Decrease of quantal size and quantal content during tetanic stimulation detected by focal recording.

End-plate potentials and miniature end-plate potentials were recorded focally (i.e., over a limited area of the end-plate with several or possibly only one active zone) in a cutaneous pectoris from neuromuscular junction during a prolonged (1-6 min) tetanic (20-100 Hz) nerve stimulation. End-plate potential amplitudes decreased and became more variable with prolonged stimulation. Synaptic depression thus occurs even when synaptic output is low, if release is evoked from only a few active zones, suggesting that there is little if any vesicular replenishment between the active zones. The probability density function of the end-plate potential amplitudes has been obtained using the Parzen estimate with a Gaussian weighting function, to reduce the number of end-plate potentials needed for the same accuracy.
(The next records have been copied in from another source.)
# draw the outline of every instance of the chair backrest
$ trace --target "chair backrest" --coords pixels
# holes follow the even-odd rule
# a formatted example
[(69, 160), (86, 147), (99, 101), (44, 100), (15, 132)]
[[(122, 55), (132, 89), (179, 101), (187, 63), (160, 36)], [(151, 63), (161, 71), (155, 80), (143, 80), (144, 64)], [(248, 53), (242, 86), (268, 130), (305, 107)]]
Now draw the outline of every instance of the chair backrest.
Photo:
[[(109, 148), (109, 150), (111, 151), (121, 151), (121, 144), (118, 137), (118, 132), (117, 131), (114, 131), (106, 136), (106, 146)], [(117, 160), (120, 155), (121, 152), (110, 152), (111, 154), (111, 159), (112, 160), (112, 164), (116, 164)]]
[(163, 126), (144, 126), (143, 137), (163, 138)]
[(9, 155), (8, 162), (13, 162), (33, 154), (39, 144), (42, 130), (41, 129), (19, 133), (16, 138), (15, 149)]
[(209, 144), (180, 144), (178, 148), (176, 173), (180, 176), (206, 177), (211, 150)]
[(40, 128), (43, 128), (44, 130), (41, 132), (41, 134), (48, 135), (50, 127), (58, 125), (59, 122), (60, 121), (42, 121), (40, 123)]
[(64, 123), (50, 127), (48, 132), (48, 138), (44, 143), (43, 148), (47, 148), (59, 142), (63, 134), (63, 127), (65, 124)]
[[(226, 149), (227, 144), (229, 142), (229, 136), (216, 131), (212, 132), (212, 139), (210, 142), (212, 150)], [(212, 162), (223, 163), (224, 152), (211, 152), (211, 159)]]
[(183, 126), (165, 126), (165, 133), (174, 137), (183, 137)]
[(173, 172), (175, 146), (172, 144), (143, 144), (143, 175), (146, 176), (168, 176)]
Quantal size of the end-plate potentials was estimated from the slope of the best fitted line to the prominent and apparently equidistant peaks of probability density functions or from the spectrogram of the probability density function of end-plate potentials. Quantal contents were initially (+/- S.D.):5.7 +/- 2.9, ranged from 2 to 12, and in all cases examined (n = 11) decreased with prolonged tetanic stimulation. The rates of the decrease of end-plate potentials amplitudes (and quantal contents) from different segments of the same nerve terminal were often different, even when they were initially comparable. This suggests that some active zones or some areas of the end-plates become depleted much faster than others. Quantal sizes of the nerve evoked and the spontaneously released quanta were generally similar at low frequencies of stimulation (0.5-2 Hz). Both decreased with high frequency stimulation, but the decrease of the quantal sizes of nerve evoked quanta was usually more pronounced. At different loci of the same end-plate the contribution of lower quantal size to the synaptic depression varied widely (from < 5% to > 80%). In conclusion lower quantal size can contribute significantly to synaptic depression. At uneven decrease of quantal sizes over the whole nerve terminal helps to explain both aspects of synaptic depression (lower synaptic efficacy and greater variability of quantal responses.